Token list pagination uses rel=next/prev or single-page infinite scroll. Paginated /tokens/?page=2 needs proper hreflang or AI engines truncate after page 1.
Audit reports linked from homepage with inline summaries. PDFs alone do not get parsed. Add a 200-word summary above the PDF link.
Governance pages on protocol domain not Snapshot or Tally. If governance lives off-site link to both but keep a canonical proposal index on your domain.
Yield rates labeled as APY or APR explicitly. AI engines treat unlabeled rate numbers as ambiguous and skip them.
Risk disclosures present and indexed. AI engines penalize finance content without risk disclosure. This includes one-line warnings, not full ToS pages.
Pool detail pages have unique titles. Auto-generated pool pages with title patterns like "USDC-ETH 0.3%" are common. Customize for top 50 pools.
Chain support clearly listed on homepage. AI engines miss multi-chain context if the chain list is buried.
Smart contract addresses present on relevant pages. Use itemprop="identifier" or schema identifier field.
No empty pages from feature flags. Routes for unlaunched features often render empty with 200. Either 404 or noindex them.

How to fix what you find

Triage the findings. Critical fixes block all AI citation: robots.txt blocking, noindex on homepage, missing canonicals. These are deploy-day fixes.

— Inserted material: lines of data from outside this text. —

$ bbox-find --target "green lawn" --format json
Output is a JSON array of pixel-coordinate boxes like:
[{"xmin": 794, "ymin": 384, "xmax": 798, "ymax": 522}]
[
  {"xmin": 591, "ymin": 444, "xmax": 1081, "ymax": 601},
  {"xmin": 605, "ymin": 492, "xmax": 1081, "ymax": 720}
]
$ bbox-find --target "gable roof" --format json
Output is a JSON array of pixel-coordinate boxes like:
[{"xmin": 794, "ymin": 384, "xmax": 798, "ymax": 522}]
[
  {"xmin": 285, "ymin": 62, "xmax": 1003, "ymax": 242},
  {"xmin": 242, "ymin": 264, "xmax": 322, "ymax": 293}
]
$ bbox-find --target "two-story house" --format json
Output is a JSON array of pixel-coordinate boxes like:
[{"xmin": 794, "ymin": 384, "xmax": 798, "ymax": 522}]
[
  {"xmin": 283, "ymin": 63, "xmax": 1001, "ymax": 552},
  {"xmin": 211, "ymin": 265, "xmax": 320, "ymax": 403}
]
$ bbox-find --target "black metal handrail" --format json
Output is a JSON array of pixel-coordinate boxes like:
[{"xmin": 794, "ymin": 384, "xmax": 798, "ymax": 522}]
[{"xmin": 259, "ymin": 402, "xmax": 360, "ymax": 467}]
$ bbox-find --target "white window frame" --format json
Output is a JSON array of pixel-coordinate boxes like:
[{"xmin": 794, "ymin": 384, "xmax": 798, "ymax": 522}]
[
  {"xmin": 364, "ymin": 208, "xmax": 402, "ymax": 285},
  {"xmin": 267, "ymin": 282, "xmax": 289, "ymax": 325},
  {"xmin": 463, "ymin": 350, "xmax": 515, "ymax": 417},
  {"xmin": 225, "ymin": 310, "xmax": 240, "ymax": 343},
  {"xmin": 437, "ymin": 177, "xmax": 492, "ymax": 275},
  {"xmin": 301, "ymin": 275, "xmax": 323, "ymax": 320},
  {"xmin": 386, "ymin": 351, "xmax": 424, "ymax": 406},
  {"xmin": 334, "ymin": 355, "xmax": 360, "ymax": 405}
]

High-impact fixes: schema upgrades, internal link gaps, missing TVL in HTML. Plan as a 2-week sprint.

Optimization fixes: pool detail titles, OG fallbacks, governance routing. Backlog and tackle as content sprints.

Run the audit again 30 days post-fix. Most teams skip this. The before-and-after data is what proves the changes worked. It also catches regression when a future deploy reintroduces old bugs.

Frequently asked questions

How long does a full DeFi SEO audit take?

47 minutes if you have access to the site and Search Console. Add 30 minutes for the AI citation baseline check.

Can I use Ahrefs or Semrush for DeFi audits?

Yes for general SEO. No for DeFi-specific checks (items 13 to 22). Use them in combination with this checklist.

What if my protocol is multi-chain?

Run items 13 to 22 for each chain. Multi-chain protocols often have different schema implementations on each chain deployment. They all need to match.

Should I audit before or after a token launch?

Both. The pre-launch audit catches structural issues while you can still fix them at the template level. The post-launch audit catches launch-specific issues like incorrect price schema and missing token contract addresses.